Khufu’s harbour and papyri on the Red Sea

Mødedato: Tirsdag d. 20/11 2018, kl. 19.00
Lokale: KUA 21.0.54

Khufu’s harbour and papyri on the Red Sea: excavations at Wadi el-Jarf, v. Pierre Tallet, Professor of Egyptology – Sorbonne University, Paris

The Wadi el-Jarf site, excavated since 2011 by a team of the Paris-Sorbonne University, is a harbour on the Red Sea shore that was used at the beginning of the 4th dynasty to reach the copper and turquoise mines of the south-western part of Sinai Peninsula.

During the 2013 archaeological campaign, hundreds of fragments of papyrus from the end of Khufu’s reign were collected at the entrance of one of the storage galleries that are one of the most remarkable features of the site. This is, from now on, the oldest papyrus archive ever found in Egypt. This material was produced by a team of sailors which is already well known for its work on the harbour, and it mainly includes two categories of documents: accounts of commodities delivered to the workers, and logbooks recording their daily activities over several months.

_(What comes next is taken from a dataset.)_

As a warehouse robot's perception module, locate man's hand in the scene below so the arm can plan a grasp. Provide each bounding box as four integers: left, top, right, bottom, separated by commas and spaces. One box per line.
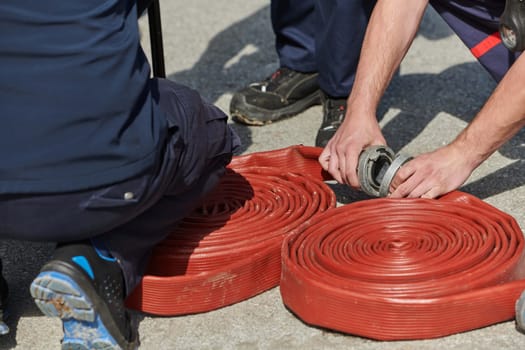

Most surprisingly those last documents, for what is preserved of them, do not report to the activity of this group on the Wadi el-Jarf site. They describe previous missions led under the direction of the « inspector Merer », mainly devoted to the transport of limestone blocks from the quarries of Tura to the Great Pyramid of Khufu at Giza, then under construction on the opposite bank of the Nile.